The third organisational report presents national level findings on the organisation of lung cancer services in England and Wales as of June 2019. Click below to download the full report, read our executive summary and a blog written by our clinical lead.
This is the third National Lung Cancer Audit (NLCA) organisational report, previous reports having been published in 2014 and 2017. The report aims to reassess the provision of lung cancer services in secondary care across England and Wales, since the last audit period. The report also seeks to highlight any variation in diagnostics, treatment modalities and specialist staffing; provide information for national benchmarking; and measure the extent to which the recommendations made in the 2017 report have been met. A total of 160 units were invited to take part in the organisational survey of which 141 units provided responses (a participation rate of 88%), an improvement from a participation rate of 86% in the 2017 audit and 57% participation rate in 2014.
Key findings across the organisations surveyed included:
- Only 5% of units (8% in 2017) had adequate levels of specialist staffing in all of five key areas.
- Less than half (44%) achieved the recommended 3-day turnaround for pathological subtyping and 37% achieved molecular diagnostics within 10 days, which may have led to delays in treatment for some patients.
- Local on-site access to specialist services varied nationally – for some diagnostic tests such as bronchoscopy and cardiopulmonary physiology testing, there was near universal onsite provision. However, ease and speed of access to other tests was likely to have been compromised by more limited on-site access to (for example) endobronchial ultrasound (EBUS) in 76%, local anaesthetic thoracoscopy in 47% and positron emission tomography (PET) computed tomography (CT) (PET-CT) in 28%. Similarly, palliative and supportive care was available on-site at 96% of units but immunotherapy only at 81%.

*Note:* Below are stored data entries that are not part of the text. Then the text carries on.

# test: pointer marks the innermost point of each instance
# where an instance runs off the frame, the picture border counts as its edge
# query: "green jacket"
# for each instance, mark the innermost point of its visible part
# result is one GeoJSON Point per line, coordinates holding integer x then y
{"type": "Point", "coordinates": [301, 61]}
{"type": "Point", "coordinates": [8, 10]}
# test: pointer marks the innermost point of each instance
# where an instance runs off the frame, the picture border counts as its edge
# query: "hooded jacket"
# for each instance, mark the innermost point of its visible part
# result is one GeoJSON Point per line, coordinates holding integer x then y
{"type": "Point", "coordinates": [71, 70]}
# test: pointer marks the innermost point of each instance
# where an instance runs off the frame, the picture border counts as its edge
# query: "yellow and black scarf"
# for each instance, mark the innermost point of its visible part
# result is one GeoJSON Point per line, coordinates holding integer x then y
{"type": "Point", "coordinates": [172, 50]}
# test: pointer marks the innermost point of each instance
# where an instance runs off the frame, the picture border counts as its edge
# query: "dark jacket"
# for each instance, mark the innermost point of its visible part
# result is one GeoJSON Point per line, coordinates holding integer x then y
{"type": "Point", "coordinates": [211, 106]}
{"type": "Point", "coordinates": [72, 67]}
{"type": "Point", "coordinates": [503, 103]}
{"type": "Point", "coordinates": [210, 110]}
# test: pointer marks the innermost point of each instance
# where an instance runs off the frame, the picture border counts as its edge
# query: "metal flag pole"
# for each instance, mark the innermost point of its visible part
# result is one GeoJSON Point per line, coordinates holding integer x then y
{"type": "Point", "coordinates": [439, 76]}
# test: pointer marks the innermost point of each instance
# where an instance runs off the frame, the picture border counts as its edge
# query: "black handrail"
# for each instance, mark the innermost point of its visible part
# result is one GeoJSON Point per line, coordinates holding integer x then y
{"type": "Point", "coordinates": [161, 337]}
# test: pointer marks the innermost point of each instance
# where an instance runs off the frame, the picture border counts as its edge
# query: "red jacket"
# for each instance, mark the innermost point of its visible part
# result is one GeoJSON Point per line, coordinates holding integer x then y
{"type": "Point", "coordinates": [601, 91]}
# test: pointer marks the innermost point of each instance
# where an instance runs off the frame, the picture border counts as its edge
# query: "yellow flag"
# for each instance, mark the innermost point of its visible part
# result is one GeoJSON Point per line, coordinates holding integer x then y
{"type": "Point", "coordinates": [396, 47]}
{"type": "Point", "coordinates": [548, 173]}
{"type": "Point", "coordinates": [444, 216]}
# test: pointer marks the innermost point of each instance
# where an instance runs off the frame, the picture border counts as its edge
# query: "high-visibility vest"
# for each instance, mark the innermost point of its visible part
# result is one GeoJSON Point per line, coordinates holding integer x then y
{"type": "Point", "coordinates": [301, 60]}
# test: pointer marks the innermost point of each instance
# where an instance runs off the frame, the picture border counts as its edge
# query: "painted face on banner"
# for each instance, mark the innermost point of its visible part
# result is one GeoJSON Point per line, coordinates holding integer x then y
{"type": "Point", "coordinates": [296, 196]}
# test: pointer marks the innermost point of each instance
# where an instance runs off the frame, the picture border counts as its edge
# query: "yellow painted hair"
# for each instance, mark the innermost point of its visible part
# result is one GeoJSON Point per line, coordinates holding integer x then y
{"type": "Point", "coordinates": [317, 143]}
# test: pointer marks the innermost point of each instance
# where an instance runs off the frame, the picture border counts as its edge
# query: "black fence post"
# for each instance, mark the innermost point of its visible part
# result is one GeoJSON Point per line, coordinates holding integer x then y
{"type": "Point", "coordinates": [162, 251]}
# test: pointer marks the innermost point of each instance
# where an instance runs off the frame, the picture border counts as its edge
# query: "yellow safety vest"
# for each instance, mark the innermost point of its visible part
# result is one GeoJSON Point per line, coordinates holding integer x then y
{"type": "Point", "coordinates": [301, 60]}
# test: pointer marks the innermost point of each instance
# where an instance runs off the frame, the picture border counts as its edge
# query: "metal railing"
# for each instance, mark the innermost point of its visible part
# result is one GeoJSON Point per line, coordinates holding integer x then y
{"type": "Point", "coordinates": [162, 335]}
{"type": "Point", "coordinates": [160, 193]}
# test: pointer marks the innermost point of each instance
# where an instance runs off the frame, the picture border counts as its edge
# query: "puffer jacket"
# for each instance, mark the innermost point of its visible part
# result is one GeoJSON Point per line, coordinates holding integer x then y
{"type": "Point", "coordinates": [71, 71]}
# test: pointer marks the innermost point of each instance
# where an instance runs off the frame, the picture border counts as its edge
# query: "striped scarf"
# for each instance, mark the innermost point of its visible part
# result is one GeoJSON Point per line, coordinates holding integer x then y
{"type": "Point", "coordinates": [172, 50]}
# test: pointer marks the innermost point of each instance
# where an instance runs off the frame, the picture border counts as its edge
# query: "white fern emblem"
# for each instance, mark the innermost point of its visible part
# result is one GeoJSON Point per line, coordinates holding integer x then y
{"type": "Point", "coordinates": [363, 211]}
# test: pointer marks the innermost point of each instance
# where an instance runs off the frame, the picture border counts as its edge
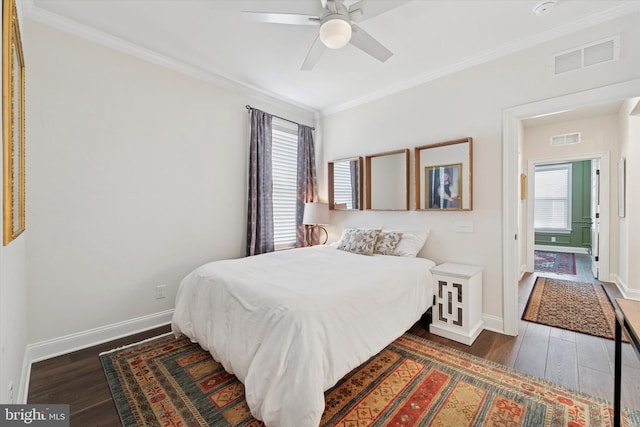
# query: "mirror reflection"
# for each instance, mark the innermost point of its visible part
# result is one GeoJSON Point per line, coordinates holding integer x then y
{"type": "Point", "coordinates": [443, 175]}
{"type": "Point", "coordinates": [345, 184]}
{"type": "Point", "coordinates": [387, 180]}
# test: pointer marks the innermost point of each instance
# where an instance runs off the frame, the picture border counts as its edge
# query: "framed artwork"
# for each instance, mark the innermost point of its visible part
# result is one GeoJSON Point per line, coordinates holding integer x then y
{"type": "Point", "coordinates": [430, 163]}
{"type": "Point", "coordinates": [443, 186]}
{"type": "Point", "coordinates": [13, 150]}
{"type": "Point", "coordinates": [621, 187]}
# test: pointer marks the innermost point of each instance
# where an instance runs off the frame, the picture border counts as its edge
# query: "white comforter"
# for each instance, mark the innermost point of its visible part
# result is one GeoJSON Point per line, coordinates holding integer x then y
{"type": "Point", "coordinates": [290, 324]}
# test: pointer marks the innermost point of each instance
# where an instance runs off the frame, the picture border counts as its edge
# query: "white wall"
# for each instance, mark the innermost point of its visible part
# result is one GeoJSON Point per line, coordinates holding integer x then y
{"type": "Point", "coordinates": [13, 308]}
{"type": "Point", "coordinates": [470, 103]}
{"type": "Point", "coordinates": [628, 269]}
{"type": "Point", "coordinates": [135, 175]}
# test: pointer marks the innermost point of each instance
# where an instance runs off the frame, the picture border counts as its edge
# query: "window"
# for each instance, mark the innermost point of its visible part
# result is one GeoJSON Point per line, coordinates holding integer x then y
{"type": "Point", "coordinates": [553, 198]}
{"type": "Point", "coordinates": [284, 157]}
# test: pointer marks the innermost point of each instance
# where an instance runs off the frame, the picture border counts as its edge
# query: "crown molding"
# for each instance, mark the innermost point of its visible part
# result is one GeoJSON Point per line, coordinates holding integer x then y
{"type": "Point", "coordinates": [624, 9]}
{"type": "Point", "coordinates": [77, 29]}
{"type": "Point", "coordinates": [31, 11]}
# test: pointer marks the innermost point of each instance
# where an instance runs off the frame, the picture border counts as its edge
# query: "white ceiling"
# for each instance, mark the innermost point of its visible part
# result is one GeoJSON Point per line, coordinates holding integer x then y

- The workload in multidisciplinary team (MDT) meetings appeared to have become more manageable; 71% of units (29% in 2017) discussed 30 patients or fewer in a 2-hour MDT meeting. However, attendance of key staff at treatment MDT meetings varied with 74% of MDTs having a medical oncologist and 86% with specialist palliative care representation.
- Two-thirds (67%) of units had an MDT member with responsibility for data quality and of these only 18% had time in their job plan for this role.
- Only 47% of units had a policy for the treatment of tobacco addiction and pharmacotherapy was prescribed in only 37%.